##### Statistics for Big Data For Dummies

One technique you can use to identify the distribution a dataset follows is the QQ-plot (QQ stands for quantile-quantile). You can use the QQ-plot to compare a dataset to a large number of different probability distributions. Often, data is compared to the normal distribution because many statistical tests assume normally distributed data.

This figure shows a normal QQ-plot for ExxonMobil's daily returns in 2013.

QQ-plot of daily returns to ExxonMobil stock in 2013.

The QQ-plot shows the quantiles of the normal distribution on the horizontal axis and the quantiles of the dataset on the vertical axis. If the dataset exactly matches the normal distribution, the points on the graph exactly match the upward-sloping line.

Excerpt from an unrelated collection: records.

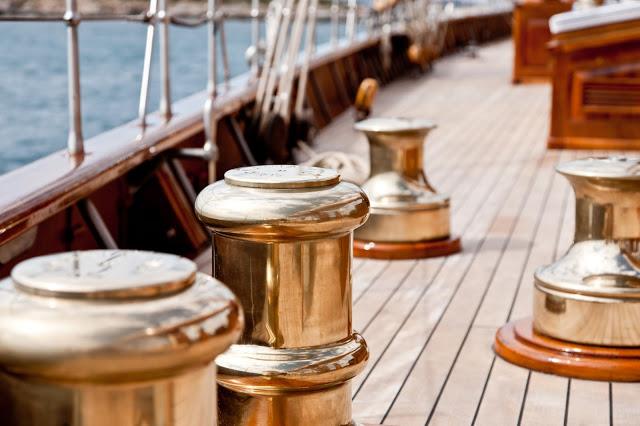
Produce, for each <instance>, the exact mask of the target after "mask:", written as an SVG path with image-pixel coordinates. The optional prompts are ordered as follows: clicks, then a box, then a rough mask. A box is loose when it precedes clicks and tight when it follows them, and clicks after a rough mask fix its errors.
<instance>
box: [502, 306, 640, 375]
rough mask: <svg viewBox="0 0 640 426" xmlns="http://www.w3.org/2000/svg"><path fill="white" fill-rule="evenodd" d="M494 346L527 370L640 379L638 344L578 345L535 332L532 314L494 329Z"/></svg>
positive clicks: (502, 354) (504, 354)
mask: <svg viewBox="0 0 640 426" xmlns="http://www.w3.org/2000/svg"><path fill="white" fill-rule="evenodd" d="M494 350H495V351H496V353H497V354H498V355H500V356H501V357H502V358H504V359H505V360H507V361H509V362H511V363H513V364H516V365H519V366H521V367H524V368H528V369H530V370H536V371H541V372H543V373H551V374H557V375H560V376H567V377H574V378H578V379H587V380H604V381H621V382H637V381H640V348H638V347H628V348H625V347H607V346H595V345H581V344H578V343H572V342H567V341H564V340H558V339H554V338H551V337H547V336H544V335H541V334H538V333H537V332H535V331H534V330H533V321H532V319H531V318H525V319H521V320H518V321H512V322H509V323H507V324H505V325H503V326H502V327H501V328H500V329H499V330H498V332H497V333H496V338H495V344H494Z"/></svg>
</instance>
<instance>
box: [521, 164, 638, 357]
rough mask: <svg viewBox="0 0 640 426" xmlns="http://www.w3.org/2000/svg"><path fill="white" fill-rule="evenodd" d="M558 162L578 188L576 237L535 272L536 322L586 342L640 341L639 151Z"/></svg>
mask: <svg viewBox="0 0 640 426" xmlns="http://www.w3.org/2000/svg"><path fill="white" fill-rule="evenodd" d="M557 170H558V172H560V173H562V174H563V175H564V176H566V177H567V179H569V182H570V183H571V185H572V186H573V189H574V191H575V194H576V228H575V239H574V243H573V245H572V246H571V248H570V249H569V251H568V252H567V253H566V254H565V255H564V256H563V257H562V258H561V259H559V260H558V261H556V262H554V263H552V264H551V265H548V266H544V267H542V268H540V269H538V270H537V272H536V274H535V290H534V311H533V319H534V328H535V330H536V331H538V332H540V333H542V334H545V335H548V336H551V337H554V338H557V339H563V340H567V341H571V342H576V343H581V344H589V345H605V346H640V322H639V321H638V320H639V319H640V253H639V250H638V249H639V242H640V158H624V157H610V158H588V159H583V160H577V161H571V162H567V163H563V164H560V165H559V166H558V168H557Z"/></svg>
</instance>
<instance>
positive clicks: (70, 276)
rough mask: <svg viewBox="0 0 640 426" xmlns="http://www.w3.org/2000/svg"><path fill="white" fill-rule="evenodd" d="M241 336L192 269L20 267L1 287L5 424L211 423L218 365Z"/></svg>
mask: <svg viewBox="0 0 640 426" xmlns="http://www.w3.org/2000/svg"><path fill="white" fill-rule="evenodd" d="M241 330H242V311H241V308H240V306H239V304H238V303H237V301H236V300H235V297H234V296H233V294H232V293H231V292H230V291H229V290H228V289H227V288H226V287H224V286H223V285H222V284H221V283H220V282H219V281H217V280H215V279H214V278H212V277H209V276H207V275H205V274H200V273H197V272H196V266H195V264H194V263H193V262H191V261H190V260H188V259H184V258H181V257H178V256H174V255H169V254H160V253H152V252H139V251H121V250H95V251H85V252H69V253H61V254H54V255H48V256H42V257H37V258H33V259H30V260H27V261H24V262H22V263H20V264H18V265H17V266H16V267H15V268H14V269H13V271H12V273H11V277H10V278H7V279H5V280H3V281H1V282H0V423H1V424H2V425H24V426H26V425H38V426H49V425H50V426H59V425H73V426H102V425H104V426H112V425H118V426H130V425H131V426H134V425H150V426H161V425H163V426H202V425H212V424H215V422H216V411H215V405H216V390H215V376H216V369H215V363H214V358H215V357H216V356H217V355H218V354H220V353H221V352H223V351H224V350H225V349H226V348H227V347H229V345H230V344H231V343H233V342H234V341H235V340H236V339H237V338H238V337H239V335H240V332H241Z"/></svg>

In this case, the returns to ExxonMobil stock closely follow the normal distribution, except for small discrepancies in the left and right tails of the distribution. (The upper right-hand corner of the QQ-plot represents the right tail of the distribution followed by ExxonMobil returns and the bottom left-hand corner represents the left tail.) The QQ-plot shows that the distribution of ExxonMobil returns has slightly fatter left and right tails than the normal distribution.

A more formal statistical test would be required to prove whether or not the ExxonMobil data is normally distributed, but the QQ-plot shows that the data is likely to be normal.